Schools are paying more attention to the summer slide and recognize that kids who are struggling actually lose skills over the summer, whereas kids who aren’t struggling can make gains on their own. This makes it more difficult for struggling kids to catch up, said Coolong-Chaffin, assistant professor of psychology and associate director of the Academic Intervention Clinic.
“On average, students in our program made more than twice the amount of growth we would expect them to make in a similar time period during the school year,” she said. “This is remarkable given the fact that students who struggle in reading are likely to actually lose skills over the summer. For these students, just maintaining the skills they had at the end of the school year would be a success, so it’s even more remarkable that they actually made gains. This is crucially important if we hope to close the achievement gap over time.”
In addition to helping children make gains in their reading, the Summer Reading Program provides UW-Eau Claire undergraduates with opportunities to learn about intervention programs and work professionally with kids.
“This program prepares students to think about problems in regard to kids in a more scientific way,” Axelrod said. “When they leave the summer program, our interventionists will be fluent at speaking about the process of reading and how to intervene with reading problems, as well as how to develop relationships with kids in different ways.”
Many of the interventionists have worked with kids before, either through babysitting, volunteering with the Boys & Girls Club or through Blugold Beginnings, but when they get involved in this program, they learn to develop meaningful relationships with kids in the context of teaching and improvement, Axelrod said.
“It’s not just being a friend or mentor,” he said. “It’s about developing a relationship between the interventionist and the kid and then capitalizing on that relationship to help develop reading skills. We are really proud of the undergraduates, and it’s exciting for us to see them go out into the professional world and engage in practice in a better way. We know that they will be effective leaders.”
The main focus of the Summer Reading Program is to provide a service for the Eau Claire community, but it also serves as a valuable opportunity to ask research questions and make contributions to the field, Coolong-Chaffin said.
“We’re interested in the best ways to customize these reading interventions to meet individual kids’ needs,” she said. “Most of our undergraduates are interested in careers related to applied psychology and education, so their chance to learn about the research behind this and to understand how we know what we do is effective is valuable as they go on to careers or graduate school.”
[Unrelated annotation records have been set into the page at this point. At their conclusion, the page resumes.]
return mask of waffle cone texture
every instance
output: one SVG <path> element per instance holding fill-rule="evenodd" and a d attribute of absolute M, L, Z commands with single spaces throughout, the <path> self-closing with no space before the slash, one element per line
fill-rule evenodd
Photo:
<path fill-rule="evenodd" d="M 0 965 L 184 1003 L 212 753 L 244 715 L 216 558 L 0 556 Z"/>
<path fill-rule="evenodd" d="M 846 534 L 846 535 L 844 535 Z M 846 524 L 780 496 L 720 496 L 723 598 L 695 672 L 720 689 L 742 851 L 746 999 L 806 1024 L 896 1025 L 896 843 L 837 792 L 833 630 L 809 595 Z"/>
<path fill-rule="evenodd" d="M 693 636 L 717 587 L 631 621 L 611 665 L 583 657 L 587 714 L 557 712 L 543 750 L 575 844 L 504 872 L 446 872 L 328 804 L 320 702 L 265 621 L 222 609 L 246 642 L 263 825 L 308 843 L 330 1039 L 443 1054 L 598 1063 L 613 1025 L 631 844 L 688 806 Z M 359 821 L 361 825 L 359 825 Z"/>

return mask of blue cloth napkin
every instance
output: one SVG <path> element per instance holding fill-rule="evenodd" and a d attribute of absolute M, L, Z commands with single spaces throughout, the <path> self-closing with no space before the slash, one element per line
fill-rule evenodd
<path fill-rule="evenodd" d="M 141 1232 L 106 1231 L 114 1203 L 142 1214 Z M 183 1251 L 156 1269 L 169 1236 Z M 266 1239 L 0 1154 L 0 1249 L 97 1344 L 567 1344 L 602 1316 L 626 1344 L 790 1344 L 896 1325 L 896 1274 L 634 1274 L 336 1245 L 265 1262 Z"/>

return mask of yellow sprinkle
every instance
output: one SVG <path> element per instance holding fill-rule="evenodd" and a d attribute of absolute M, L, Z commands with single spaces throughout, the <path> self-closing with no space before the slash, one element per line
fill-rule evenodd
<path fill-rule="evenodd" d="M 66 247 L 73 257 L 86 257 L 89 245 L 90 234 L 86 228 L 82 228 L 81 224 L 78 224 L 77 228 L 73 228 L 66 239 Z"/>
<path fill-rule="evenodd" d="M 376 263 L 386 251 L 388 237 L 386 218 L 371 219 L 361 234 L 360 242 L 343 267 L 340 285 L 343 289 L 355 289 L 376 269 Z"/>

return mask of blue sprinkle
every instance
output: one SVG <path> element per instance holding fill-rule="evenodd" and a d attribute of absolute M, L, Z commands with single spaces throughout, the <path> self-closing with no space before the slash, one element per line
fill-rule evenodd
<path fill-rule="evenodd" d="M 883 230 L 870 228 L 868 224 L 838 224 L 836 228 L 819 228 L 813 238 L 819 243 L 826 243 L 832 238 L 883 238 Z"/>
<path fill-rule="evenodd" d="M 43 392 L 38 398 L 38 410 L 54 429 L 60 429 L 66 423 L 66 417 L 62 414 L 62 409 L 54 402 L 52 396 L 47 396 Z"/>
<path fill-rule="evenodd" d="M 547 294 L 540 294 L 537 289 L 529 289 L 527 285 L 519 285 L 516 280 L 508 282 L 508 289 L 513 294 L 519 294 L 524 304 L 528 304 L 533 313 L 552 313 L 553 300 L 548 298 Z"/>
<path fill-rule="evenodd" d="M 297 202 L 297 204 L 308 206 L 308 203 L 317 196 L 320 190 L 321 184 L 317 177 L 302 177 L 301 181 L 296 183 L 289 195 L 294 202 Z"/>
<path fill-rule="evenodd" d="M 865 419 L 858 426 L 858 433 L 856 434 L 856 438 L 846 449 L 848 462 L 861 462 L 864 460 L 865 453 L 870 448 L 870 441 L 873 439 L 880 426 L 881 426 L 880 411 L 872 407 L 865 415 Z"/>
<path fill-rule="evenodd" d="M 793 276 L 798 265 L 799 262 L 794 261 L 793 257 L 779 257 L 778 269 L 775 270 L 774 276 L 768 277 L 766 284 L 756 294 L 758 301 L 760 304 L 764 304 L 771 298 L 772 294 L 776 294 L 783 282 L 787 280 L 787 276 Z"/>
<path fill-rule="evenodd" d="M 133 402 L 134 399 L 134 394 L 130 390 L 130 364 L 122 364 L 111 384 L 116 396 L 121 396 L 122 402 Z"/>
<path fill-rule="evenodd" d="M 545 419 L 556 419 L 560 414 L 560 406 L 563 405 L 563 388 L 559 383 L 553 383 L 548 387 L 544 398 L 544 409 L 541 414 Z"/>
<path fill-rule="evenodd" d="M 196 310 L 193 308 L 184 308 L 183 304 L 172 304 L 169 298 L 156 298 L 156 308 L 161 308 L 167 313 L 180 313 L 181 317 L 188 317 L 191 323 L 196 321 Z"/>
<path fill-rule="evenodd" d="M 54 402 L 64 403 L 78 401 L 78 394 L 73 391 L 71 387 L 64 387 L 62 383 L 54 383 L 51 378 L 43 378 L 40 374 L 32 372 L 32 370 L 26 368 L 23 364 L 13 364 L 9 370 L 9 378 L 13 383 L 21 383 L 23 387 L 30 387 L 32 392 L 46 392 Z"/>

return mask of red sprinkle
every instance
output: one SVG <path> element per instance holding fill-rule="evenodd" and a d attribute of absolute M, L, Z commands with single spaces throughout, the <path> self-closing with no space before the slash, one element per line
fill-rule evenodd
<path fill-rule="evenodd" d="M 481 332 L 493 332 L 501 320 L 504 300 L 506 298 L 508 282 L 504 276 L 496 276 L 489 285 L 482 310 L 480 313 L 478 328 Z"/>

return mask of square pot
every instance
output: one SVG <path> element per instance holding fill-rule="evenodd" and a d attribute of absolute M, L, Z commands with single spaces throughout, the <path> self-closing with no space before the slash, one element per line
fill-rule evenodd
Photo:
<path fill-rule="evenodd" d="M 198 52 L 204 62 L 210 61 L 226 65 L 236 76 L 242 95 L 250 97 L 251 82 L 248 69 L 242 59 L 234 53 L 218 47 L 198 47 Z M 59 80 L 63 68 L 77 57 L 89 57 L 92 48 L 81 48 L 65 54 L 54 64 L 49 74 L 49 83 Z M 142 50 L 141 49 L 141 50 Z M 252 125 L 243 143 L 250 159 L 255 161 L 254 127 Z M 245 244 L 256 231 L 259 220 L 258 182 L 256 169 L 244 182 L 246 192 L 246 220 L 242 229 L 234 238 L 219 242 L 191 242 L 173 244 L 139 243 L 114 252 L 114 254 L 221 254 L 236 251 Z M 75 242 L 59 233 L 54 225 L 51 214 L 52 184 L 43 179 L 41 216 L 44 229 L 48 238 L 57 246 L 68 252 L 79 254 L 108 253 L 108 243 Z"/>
Students also get the chance to present what they’ve learned at national conferences alongside graduate students, professors and practitioners in the field.
“That’s incredibly exciting for them,” Coolong-Chaffin said. “They are, as undergraduates, talking with others in the field and sharing the information they have learned through this program. It’s impressive for them to have that on a resume when applying to jobs or graduate school.”